Wyświetl Pojedyńczy Post
Stary 17-10-2021, 21:15   #16
obce
 
obce's Avatar
 
Reputacja: 1 obce ma wspaniałą reputacjęobce ma wspaniałą reputacjęobce ma wspaniałą reputacjęobce ma wspaniałą reputacjęobce ma wspaniałą reputacjęobce ma wspaniałą reputacjęobce ma wspaniałą reputacjęobce ma wspaniałą reputacjęobce ma wspaniałą reputacjęobce ma wspaniałą reputacjęobce ma wspaniałą reputację
Basta!” wrzasnął Drunga, uderzając corylusem o ziemię jakby na pół chciał ją rozłupać, rozpadlinę otworzyć i Wronę w nią wepchnąć. Stracharka przechyliła głowę, łypnęła spode łba, mocniej zaparła bose stopy w zimnym błocie i zastygła jak rzeźba drewniana. Uparta i do ruszenia niemożliwa. Wiedziała, że ma rację. Czuła, że ma rację. Na Topiel, znała swoje prawa. Ale czasem - gdy jej słowa tak wielki gniew budziły i tak wielki sprzeciw - nie była już pewna na ile to były jeszcze prawa Molsuli, prawa Rune, córki Gerd z rodu Torhani a na ile Wrony.

Odprowadziła wzrokiem Drungę i towarzyszącego mu jak zamaskowany cień Haruka. Popatrzyła na przycupniętego koło ciała wrońca ciężko, z wyrzutem, jakby to on winny był wszystkiemu.

- Leć - warknęła do niego cicho, przez zaciśnięte zęby, choć gestu najmniejszego nie uczyniła, by go przepłoszyć. - Pierzchaj, trupojadzie.

Ptaszysko nawet nie spojrzało bardziej zainteresowane martwym mięsem i zmywaną kroplami deszczu krwią. Rune zacisnęła usta, zacisnęła pięści, odwróciła się na pięcie i wspięła na najbliższe drzewo. Usiadła na jednej z niższych gałęzi, oparła o pień plecami, naburmuszona i nastroszona jak kocisko, które ktoś z chaty na zimno przegonił. Zwątpiła, zawahała się, straciła rytm. Obserwowała kątem oka krzątające się przy zwłokach kobiety i sama już nie wiedziała czy bardziej złość czuje czy smutek.


⧫⧫⧫


PÓŹNIEJ
Kolyba, gdzie ciało Baktygula złożone zostało
Animur, Aranaeth, Rune


Słuchał Animur tropiciela z ludu Molsuli, twarzy do niego nie zwracając. Wdychał zapach olejków wonnych, jakimi ciało erzahlera zostało obmyte, marszcząc nos, jakby mu te zapachy większą przykrość sprawiały niźli odór śmierci. Czyste i wonne było ciało erzahlera. Śladów zewnętrznych zbrodni pozbawione. I gdyby nie dziura otwarta w piersi i pięści zaciśnięte zdawać by się mogło, że nic się nie stało, że Baktygul śpi tylko.

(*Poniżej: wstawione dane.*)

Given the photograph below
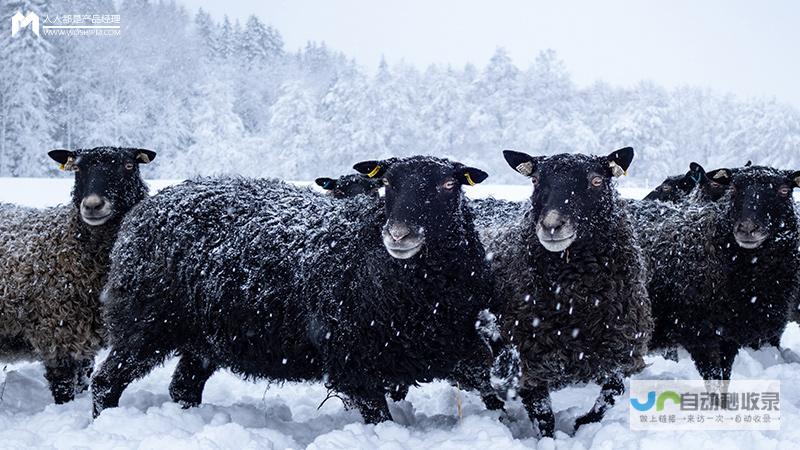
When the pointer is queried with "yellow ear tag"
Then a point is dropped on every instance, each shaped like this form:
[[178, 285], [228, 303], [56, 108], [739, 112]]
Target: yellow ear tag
[[374, 171], [469, 179], [616, 170]]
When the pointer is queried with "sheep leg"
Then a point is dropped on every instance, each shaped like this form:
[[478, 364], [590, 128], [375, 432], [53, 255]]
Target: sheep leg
[[85, 375], [62, 376], [373, 408], [399, 393], [477, 376], [540, 409], [608, 393], [123, 366], [189, 380]]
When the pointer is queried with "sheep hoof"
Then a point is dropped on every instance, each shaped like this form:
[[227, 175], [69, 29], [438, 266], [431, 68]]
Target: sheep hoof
[[789, 356], [590, 417]]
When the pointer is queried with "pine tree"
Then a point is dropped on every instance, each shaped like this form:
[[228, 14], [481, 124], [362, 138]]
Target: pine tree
[[26, 74]]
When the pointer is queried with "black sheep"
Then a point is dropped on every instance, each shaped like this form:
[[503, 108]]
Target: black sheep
[[570, 274], [724, 275], [54, 262], [695, 184], [278, 282]]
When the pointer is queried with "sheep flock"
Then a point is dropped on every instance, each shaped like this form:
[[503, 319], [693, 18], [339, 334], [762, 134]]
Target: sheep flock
[[392, 277]]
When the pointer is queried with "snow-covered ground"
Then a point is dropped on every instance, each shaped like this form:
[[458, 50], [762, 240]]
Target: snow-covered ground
[[241, 414]]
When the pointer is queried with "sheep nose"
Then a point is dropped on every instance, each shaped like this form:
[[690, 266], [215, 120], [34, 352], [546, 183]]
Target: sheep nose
[[553, 220], [398, 231], [747, 226], [93, 203]]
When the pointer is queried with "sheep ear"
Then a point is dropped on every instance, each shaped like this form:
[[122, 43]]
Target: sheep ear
[[143, 156], [61, 156], [619, 161], [521, 162], [470, 175], [795, 177], [696, 173], [371, 169], [326, 183], [721, 176]]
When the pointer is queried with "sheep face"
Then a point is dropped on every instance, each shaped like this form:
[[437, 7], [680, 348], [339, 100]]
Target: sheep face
[[350, 186], [570, 191], [673, 188], [761, 204], [423, 200], [107, 180], [714, 184]]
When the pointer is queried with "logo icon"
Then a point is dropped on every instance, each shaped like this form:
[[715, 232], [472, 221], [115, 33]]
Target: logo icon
[[18, 21], [658, 402]]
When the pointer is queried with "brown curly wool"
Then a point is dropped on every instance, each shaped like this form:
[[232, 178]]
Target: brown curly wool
[[54, 263], [53, 267]]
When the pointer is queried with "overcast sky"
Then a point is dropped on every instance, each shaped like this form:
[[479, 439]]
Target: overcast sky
[[746, 47]]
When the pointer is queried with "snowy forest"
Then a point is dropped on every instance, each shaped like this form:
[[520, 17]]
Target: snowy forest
[[224, 96]]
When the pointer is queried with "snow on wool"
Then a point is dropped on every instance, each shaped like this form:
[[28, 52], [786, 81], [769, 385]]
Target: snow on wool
[[240, 413], [53, 265], [276, 282], [713, 292], [580, 313]]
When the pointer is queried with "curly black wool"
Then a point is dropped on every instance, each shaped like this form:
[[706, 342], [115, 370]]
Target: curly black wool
[[276, 282], [711, 295], [581, 314]]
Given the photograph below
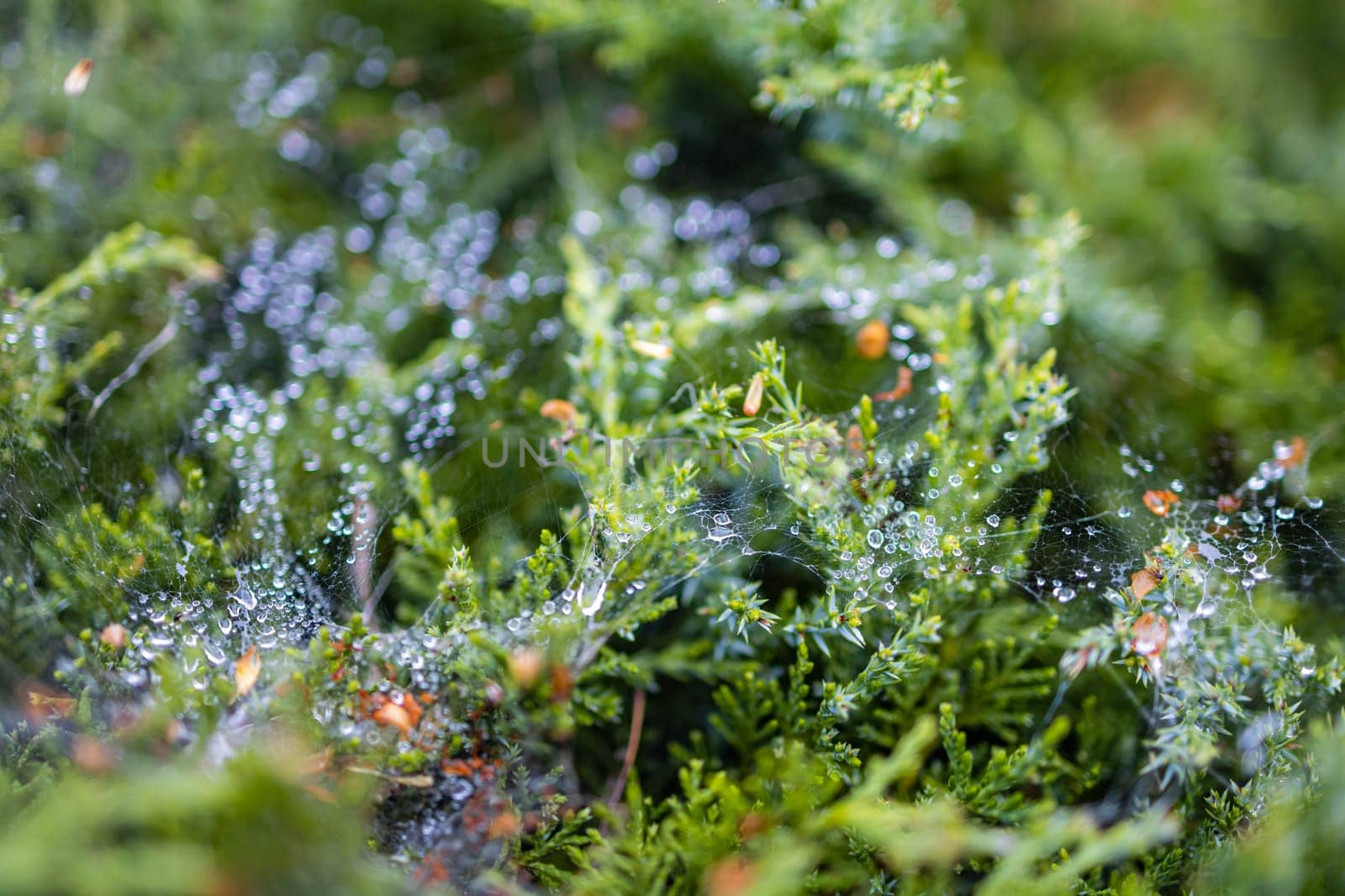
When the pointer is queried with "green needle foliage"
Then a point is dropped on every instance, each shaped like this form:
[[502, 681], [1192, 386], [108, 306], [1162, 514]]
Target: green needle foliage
[[632, 448]]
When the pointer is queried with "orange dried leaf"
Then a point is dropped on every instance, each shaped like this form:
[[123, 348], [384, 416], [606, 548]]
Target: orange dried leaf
[[526, 667], [558, 409], [1149, 635], [1291, 454], [504, 825], [1160, 501], [656, 350], [393, 716], [46, 703], [77, 81], [246, 672], [92, 755], [752, 403], [900, 390], [1143, 582], [397, 710], [113, 635], [872, 340], [730, 878]]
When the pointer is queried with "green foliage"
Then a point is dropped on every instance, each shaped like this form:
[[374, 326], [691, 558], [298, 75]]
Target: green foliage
[[854, 369]]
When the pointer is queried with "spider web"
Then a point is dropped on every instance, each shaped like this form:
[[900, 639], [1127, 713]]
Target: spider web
[[293, 343]]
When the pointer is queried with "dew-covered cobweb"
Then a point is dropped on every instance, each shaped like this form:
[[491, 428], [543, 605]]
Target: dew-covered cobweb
[[304, 331]]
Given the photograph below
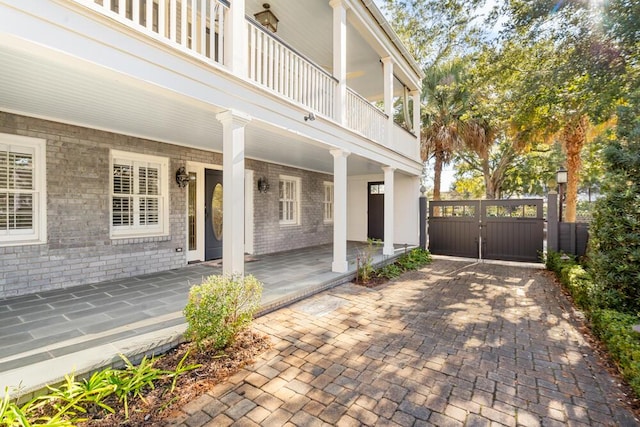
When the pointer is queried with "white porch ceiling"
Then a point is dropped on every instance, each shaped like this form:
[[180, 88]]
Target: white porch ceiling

Nie skomentował timoryta mowy Areneatha ani obecności dziewki. Chrząknął coś tylko, jakby gardło z plwociny chciał oczyścić, przełknął i podszedł do zwłok co na marach zostały złożone. Stukot kostura odbijał się echem od pustych ścian. Stanął przy podeście, laskę ułożył wzdłuż ciała, podwinął rękawy odsłaniając guzy jakimi poznaczone były jego ręce, jakby pod bladą skórą zamieszkały chrabąszcze. Przysunął dłonie do trupa i zaczął powoli wodzić opuszkami po namaszczonej skórze kościstymi, powykrzywianymi ze starości palcami.

Wrona zareagowała na powitanie drugiego Molsuli zaciekawionym, uważnym spojrzeniem, znakiem nakreślonym na wysokości serca szybkim gestem i czymś co mogło być cieniem uśmiechu - równie wyraźnym co cień w głębokim półmroku. Zaraz jednak jej wzrok się na timorytę ześlizgnął, potem ku leżącemu nieruchomo ciału i zmienił się wyraz jej twarzy oraz ułożenie ramion. Podeszła do zmarłego cicho, stanęła u wezgłowia, odgarnęła delikatnie kosmyk, który przylepił się do mokrego policzka trupa, pogłaskała równie mokre włosy. I dopiero wtedy część złości z niej zeszła. Przytknęła czoło do zimnego czoła, zaszeptała coś: jakieś obietnice, jakieś sekrety, może pożegnanie a może ostatnia nowinę, której nie zdążyła mu przekazać. Dopiero wtedy - gdy twarz była przy twarzy - dostrzec można było rys podobieństwa, który krew jego babki pomiędzy nim i stracharką nakreśliła. Krew z krwi, prawdę mówiła. Dopiero chwilę później głowę ciemną podniosła, łypnęła na milczącego stracharza.

- Wrona ci język wyrwała, starcze? - chrypnęła przez ściśnięte gardło, zrzucając z grzbietu wierzchnią kurtę, zakasując rękawy znoszonej koszuli i podchodząc ku niemu na tyle blisko, by ignorować jej nie mógł jak to na placu uczynił.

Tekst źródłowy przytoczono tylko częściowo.